The process of designing and then building (which is atypical in traditional architectural practices as drawings are sent to bid and contractors do the physical labor) was quite enjoyable (despite 7am Saturday wake-up calls). I haven’t had the opportunity to build furniture since my days at Carnegie Mellon, and so becoming reacquainted with the drill press and chop saw and things of the like was quite exhilarating. It feels right to work with your hands, and of course it’s always a learning experience. In fact, after this building process I have just a touch more sympathy for project managers whose schedules are hopelessly added on to. Sometimes stainless steel nails snap off inside the wood. Sometimes the steel tap breaks. Sometimes these happen on the hour.
Below is the process illustrated through photographs. For more photographs and explanations, check out our office Facebook page.
Visit our benches and indulge in some of the finest ice cream around (they were just nominated for “The Best of the Heights”), visit SweetieFry at 2307 Lee Rd.
And while you’re at it, visit our other projects on the streets, including the patio at Brennan’s Colony, the interiors at Antolia Cafe, and the main branch of the Cleveland Heights- University Heights Library linking to the D’Obama Theatre and future ‘Heights Knowlege and Innovation Center’ (also by studioTECHNE!) via the glass and steel bridge you see in the background, above right. NOTE: The gas station you see behind us lovely worker bees is not our work! On the bench: Tim, Kelly, me, Mike and Matt. Missing from Team TECHNE group shot are Ted, Mark and Jim.

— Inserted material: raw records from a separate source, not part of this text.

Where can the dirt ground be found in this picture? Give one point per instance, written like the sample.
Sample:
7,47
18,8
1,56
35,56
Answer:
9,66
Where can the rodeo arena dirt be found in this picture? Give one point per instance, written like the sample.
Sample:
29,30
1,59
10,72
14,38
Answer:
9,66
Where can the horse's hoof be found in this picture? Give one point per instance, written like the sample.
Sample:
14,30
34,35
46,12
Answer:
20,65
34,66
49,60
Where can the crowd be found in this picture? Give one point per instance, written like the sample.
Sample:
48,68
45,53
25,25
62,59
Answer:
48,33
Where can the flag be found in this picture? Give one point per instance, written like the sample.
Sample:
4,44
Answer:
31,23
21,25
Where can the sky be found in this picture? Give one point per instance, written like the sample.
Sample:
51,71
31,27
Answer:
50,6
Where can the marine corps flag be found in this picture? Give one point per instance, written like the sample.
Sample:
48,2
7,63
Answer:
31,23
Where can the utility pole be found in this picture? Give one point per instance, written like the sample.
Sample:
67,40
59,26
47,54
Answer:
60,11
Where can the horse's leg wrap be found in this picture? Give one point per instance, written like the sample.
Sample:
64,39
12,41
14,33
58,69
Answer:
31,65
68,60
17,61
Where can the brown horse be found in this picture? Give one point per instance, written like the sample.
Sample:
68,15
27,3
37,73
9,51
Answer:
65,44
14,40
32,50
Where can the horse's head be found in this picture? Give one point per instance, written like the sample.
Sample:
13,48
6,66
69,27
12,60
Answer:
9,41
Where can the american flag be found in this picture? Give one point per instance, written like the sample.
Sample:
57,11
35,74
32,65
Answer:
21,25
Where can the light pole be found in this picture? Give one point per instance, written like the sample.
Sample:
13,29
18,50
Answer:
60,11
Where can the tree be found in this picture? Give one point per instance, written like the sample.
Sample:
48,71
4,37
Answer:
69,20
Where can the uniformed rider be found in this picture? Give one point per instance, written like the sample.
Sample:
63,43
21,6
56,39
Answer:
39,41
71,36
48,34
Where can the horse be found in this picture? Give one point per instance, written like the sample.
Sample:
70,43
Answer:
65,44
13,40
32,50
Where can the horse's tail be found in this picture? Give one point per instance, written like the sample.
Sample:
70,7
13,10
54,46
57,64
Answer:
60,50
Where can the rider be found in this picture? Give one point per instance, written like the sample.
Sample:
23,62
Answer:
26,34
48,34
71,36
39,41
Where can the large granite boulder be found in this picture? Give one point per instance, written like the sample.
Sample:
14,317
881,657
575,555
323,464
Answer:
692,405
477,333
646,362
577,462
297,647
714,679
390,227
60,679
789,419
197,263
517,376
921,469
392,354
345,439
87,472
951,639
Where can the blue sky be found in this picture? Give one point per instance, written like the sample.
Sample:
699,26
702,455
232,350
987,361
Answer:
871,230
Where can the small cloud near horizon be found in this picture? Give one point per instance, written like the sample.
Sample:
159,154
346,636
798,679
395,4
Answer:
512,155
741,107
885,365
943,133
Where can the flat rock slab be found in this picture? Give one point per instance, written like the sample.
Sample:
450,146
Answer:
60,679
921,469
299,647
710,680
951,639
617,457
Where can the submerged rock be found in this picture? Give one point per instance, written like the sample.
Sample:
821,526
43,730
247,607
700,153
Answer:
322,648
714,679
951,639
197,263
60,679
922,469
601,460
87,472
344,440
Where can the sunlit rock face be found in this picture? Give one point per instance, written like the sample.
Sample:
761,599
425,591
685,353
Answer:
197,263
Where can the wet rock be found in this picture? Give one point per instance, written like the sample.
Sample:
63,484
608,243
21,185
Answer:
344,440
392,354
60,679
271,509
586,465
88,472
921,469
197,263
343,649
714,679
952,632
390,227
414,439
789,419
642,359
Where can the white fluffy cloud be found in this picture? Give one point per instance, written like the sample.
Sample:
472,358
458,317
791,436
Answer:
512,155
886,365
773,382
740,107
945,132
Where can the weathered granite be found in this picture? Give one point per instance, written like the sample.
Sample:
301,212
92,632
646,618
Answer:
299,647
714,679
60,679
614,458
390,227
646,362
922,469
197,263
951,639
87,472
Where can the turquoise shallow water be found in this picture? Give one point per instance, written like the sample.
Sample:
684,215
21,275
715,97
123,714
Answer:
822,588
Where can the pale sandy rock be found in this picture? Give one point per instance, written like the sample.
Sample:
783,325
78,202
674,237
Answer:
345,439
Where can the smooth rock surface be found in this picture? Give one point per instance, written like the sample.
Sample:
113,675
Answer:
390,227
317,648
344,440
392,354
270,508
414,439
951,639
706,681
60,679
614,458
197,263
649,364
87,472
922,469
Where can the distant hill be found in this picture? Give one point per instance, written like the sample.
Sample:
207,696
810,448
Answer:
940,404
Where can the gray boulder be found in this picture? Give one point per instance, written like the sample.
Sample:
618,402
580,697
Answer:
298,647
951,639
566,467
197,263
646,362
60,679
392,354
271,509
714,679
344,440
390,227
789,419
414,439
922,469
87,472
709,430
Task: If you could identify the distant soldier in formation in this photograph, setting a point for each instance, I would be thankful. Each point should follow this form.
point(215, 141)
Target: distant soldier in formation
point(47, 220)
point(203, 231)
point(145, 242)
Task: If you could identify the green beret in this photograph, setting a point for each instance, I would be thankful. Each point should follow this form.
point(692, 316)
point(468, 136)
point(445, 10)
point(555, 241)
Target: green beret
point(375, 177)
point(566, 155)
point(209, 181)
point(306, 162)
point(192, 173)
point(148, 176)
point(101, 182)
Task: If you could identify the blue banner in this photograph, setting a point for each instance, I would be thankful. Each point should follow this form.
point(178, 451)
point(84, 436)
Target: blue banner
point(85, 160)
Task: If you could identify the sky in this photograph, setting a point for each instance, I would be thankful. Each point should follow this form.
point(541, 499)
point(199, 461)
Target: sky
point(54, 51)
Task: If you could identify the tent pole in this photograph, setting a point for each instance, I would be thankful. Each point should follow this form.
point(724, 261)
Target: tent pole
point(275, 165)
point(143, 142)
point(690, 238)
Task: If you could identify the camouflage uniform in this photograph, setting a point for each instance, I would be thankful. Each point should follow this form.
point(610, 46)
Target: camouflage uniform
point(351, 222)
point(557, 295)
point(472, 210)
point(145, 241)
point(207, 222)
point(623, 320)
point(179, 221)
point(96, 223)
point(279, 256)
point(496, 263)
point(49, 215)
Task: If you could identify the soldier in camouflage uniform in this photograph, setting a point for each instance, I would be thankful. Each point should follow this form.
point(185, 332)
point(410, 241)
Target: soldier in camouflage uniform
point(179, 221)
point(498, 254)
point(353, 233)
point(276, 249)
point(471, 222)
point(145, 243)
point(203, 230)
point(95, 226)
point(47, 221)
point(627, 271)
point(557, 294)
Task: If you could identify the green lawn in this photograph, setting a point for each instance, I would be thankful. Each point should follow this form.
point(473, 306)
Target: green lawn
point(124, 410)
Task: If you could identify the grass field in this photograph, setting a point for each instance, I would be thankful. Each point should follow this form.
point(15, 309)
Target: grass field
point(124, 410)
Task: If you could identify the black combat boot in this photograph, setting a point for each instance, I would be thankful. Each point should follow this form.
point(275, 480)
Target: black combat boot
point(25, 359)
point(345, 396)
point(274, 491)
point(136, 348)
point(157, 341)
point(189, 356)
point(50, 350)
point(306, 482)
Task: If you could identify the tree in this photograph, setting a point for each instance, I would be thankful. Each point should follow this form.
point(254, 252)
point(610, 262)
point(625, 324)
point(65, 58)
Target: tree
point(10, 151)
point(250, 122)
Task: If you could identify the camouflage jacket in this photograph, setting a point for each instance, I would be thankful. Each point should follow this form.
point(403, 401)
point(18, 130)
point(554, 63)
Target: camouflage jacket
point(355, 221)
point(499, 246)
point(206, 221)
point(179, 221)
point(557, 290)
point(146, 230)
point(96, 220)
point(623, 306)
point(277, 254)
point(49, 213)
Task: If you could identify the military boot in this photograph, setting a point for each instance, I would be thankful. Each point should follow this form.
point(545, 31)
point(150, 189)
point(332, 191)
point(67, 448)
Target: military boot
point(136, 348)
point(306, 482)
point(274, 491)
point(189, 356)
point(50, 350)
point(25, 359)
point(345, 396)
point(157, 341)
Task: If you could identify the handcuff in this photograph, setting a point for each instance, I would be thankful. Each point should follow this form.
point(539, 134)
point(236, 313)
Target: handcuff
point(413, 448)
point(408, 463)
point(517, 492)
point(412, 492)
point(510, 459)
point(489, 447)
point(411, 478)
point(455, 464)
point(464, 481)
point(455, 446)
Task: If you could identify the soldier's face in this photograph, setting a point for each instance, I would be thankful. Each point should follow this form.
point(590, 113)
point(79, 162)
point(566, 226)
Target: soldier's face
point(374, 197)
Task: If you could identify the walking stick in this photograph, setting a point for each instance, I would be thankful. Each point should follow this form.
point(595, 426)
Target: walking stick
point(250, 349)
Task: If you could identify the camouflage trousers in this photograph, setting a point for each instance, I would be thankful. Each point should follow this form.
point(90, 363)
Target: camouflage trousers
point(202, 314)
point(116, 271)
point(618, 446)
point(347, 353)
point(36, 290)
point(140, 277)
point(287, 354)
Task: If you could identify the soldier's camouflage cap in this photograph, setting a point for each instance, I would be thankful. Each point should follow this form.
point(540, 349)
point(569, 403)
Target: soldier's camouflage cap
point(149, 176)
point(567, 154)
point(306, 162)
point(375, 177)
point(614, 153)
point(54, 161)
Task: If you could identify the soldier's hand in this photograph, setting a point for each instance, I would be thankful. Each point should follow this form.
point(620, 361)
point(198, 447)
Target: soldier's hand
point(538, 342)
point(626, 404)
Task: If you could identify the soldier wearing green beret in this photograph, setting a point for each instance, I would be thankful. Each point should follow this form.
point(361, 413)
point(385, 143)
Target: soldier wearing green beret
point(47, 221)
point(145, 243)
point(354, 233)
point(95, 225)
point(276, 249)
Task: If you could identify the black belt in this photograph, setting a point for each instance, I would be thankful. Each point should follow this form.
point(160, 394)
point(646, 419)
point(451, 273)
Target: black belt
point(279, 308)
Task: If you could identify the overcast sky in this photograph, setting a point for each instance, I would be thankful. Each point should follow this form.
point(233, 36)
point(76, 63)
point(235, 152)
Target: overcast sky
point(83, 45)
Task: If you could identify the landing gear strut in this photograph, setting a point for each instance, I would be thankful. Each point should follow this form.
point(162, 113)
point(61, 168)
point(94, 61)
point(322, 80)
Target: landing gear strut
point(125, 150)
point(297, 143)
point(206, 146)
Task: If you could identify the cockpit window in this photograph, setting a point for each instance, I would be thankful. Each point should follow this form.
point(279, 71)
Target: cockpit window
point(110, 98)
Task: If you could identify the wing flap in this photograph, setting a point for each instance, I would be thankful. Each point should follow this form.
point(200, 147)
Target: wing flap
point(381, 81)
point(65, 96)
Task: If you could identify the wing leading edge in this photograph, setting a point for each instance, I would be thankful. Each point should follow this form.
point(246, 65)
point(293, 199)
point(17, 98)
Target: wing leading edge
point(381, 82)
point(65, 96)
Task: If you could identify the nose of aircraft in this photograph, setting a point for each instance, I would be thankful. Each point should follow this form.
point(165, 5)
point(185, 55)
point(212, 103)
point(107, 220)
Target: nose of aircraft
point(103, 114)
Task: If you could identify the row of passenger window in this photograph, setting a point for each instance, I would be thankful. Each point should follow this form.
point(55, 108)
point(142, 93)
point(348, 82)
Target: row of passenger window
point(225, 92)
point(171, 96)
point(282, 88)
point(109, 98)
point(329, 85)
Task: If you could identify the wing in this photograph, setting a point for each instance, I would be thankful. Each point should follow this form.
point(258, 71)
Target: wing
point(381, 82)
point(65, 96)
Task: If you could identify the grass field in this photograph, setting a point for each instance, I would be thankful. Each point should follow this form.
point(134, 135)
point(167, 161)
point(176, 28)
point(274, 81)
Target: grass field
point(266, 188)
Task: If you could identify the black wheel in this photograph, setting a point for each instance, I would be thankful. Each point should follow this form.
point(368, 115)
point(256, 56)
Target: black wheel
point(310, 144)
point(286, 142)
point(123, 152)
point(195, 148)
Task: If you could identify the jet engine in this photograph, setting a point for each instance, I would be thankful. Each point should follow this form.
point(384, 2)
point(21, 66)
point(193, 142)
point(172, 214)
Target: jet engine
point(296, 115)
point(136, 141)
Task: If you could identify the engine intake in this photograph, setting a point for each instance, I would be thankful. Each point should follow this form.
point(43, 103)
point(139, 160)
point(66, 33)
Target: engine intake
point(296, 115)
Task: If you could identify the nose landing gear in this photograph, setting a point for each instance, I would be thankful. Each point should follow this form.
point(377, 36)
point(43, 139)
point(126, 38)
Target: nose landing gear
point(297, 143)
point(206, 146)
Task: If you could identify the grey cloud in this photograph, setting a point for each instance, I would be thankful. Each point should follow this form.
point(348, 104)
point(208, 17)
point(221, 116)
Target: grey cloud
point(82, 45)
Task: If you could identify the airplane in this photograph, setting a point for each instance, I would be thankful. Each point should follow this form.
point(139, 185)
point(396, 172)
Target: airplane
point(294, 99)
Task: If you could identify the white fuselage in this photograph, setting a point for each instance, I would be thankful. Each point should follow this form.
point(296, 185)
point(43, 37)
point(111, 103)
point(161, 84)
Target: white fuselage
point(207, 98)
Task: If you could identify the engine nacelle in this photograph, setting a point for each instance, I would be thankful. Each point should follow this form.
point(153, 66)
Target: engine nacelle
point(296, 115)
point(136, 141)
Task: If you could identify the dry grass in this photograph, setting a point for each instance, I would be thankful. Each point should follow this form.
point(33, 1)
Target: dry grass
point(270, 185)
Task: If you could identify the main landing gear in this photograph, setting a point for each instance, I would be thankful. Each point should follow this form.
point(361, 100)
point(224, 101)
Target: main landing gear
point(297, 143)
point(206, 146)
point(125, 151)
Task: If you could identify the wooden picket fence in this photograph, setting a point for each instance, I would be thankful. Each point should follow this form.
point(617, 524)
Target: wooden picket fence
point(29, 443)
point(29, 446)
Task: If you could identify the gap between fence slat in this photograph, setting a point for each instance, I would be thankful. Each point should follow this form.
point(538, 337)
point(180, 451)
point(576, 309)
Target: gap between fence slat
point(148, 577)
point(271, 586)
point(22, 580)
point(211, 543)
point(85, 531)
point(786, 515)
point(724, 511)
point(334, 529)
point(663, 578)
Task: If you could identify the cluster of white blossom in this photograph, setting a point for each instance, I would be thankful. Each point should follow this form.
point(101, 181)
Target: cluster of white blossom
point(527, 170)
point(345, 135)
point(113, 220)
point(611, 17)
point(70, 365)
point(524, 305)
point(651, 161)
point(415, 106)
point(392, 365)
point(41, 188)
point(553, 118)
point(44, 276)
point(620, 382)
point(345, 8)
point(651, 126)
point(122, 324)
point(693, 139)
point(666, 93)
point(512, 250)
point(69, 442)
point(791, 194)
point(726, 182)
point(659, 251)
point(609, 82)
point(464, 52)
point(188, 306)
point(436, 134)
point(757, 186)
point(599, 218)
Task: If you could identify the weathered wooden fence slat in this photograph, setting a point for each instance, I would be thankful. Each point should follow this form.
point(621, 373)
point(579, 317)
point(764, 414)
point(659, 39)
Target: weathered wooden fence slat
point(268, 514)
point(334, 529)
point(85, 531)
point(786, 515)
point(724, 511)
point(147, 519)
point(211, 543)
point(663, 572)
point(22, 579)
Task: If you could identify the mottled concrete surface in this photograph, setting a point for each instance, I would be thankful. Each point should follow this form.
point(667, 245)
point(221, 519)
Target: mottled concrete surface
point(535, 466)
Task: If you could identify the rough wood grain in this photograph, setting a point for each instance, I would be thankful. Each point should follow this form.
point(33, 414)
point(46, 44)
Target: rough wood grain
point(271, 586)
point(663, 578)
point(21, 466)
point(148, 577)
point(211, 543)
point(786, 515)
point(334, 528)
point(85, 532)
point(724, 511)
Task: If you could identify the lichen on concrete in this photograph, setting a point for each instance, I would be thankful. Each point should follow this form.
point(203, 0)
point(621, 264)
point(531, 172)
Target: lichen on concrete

White oak panels, stacked and prepped for fuming with an ammonia solution inside a sealed tent, also fabricated by studioTECHNE. We tested many sample panels and found that a fuming time of 12 hours delivered the grain definition and color we desired.
The fuming tent. The former David Davis sculpture studio on our property does glow eerily green at night. Between the smells and the light, I figured I might wake up with an extra arm. Luckily, this was not the case.
Q: How many architects does it take to attach wood panels to steel?
A: Three on the outside, one on the inside. While working I had the sensation that I was in a boat. It was mighty fun.